Julie Hermann, Rugers atheltic director, via Tyler Barto, The Trentonian

Everyone is loving Maryland and hating Rutgers on the eve of their move to the Big Ten. Maryland is suddenly the mark of a tough out of conference schedule, while Rutgers is a PR embarressment and liability for the Big Ten. I don't think I know anything to dispute that, I could kinda see the Louisville comparison. I think the problem, though, is that Maryland looks a lot better as a Louisville comparison.

See, Louisville benefitted immensely from the expanded television revenue and exposure from their move to the Big East. The Big Ten, naturally, has plenty of T.V. money and exposure to offer both Maryland and Rutgers. So, Rutgers' athletic director Julie Hermann has at least some reason to believe that a move to the Big Ten could do the same for her school.

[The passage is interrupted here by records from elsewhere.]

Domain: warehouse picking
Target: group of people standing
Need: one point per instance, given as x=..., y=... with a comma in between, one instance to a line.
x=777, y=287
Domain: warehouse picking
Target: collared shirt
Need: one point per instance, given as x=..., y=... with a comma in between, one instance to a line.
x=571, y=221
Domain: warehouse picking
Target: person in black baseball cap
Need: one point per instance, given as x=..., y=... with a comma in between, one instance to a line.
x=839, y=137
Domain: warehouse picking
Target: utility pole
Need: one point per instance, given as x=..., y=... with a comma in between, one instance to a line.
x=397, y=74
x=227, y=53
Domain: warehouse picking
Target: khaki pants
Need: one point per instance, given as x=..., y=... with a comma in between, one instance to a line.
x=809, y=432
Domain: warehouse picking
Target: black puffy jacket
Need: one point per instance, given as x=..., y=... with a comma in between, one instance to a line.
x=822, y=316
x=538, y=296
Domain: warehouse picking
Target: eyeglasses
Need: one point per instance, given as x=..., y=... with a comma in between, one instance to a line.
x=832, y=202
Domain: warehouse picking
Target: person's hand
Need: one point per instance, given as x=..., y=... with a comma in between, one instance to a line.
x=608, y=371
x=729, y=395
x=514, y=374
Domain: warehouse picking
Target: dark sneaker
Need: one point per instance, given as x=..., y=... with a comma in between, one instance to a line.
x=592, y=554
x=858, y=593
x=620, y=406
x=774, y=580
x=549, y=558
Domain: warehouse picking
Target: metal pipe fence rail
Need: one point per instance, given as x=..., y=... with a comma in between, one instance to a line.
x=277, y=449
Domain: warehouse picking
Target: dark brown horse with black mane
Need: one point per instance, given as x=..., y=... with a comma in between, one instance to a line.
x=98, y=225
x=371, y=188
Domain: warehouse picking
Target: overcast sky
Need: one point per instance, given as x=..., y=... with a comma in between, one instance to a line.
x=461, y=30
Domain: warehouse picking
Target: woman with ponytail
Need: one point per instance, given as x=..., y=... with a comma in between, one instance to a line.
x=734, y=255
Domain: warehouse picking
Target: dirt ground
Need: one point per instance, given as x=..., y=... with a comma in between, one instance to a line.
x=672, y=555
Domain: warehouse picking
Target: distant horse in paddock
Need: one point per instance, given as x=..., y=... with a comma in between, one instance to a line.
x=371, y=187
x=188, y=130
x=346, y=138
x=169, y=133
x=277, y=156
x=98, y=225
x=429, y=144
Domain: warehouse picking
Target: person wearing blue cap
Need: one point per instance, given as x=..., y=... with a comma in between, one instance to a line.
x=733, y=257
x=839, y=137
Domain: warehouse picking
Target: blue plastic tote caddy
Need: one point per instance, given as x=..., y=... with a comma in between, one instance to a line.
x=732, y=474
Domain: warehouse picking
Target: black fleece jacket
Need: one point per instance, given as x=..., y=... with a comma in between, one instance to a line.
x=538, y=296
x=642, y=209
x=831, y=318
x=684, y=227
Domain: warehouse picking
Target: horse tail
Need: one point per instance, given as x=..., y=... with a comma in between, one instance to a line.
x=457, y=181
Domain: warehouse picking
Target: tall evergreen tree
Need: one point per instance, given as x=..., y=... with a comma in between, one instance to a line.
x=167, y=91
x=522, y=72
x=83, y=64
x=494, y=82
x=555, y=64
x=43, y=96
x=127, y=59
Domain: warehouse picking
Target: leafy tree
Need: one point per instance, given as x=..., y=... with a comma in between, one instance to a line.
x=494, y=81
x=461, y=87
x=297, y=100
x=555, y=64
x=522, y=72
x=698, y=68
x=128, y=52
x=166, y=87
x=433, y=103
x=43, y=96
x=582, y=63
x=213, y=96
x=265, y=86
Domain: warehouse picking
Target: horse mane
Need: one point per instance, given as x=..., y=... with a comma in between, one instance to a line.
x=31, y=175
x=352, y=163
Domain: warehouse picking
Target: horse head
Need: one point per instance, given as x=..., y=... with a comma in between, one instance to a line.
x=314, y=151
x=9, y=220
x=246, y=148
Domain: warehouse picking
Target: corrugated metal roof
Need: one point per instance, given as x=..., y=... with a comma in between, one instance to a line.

However, there are two problems here. First is that the other rookie school, Maryland, is in a much better position to enjoy the increased exposure because it's a much better football team. Second, whereas Louisville went in to the Big East closer to parity with the rest of the conference, Rutgers doesn't have the infrastructure - both facilities-wise and player talent-wise - to compete right away (or maybe ever). In order for the "television revenue/exposure for athletic program development" model to work for Rutgers, it actually has to do some winning. And there's really no indication that Rutgers will be able to do that.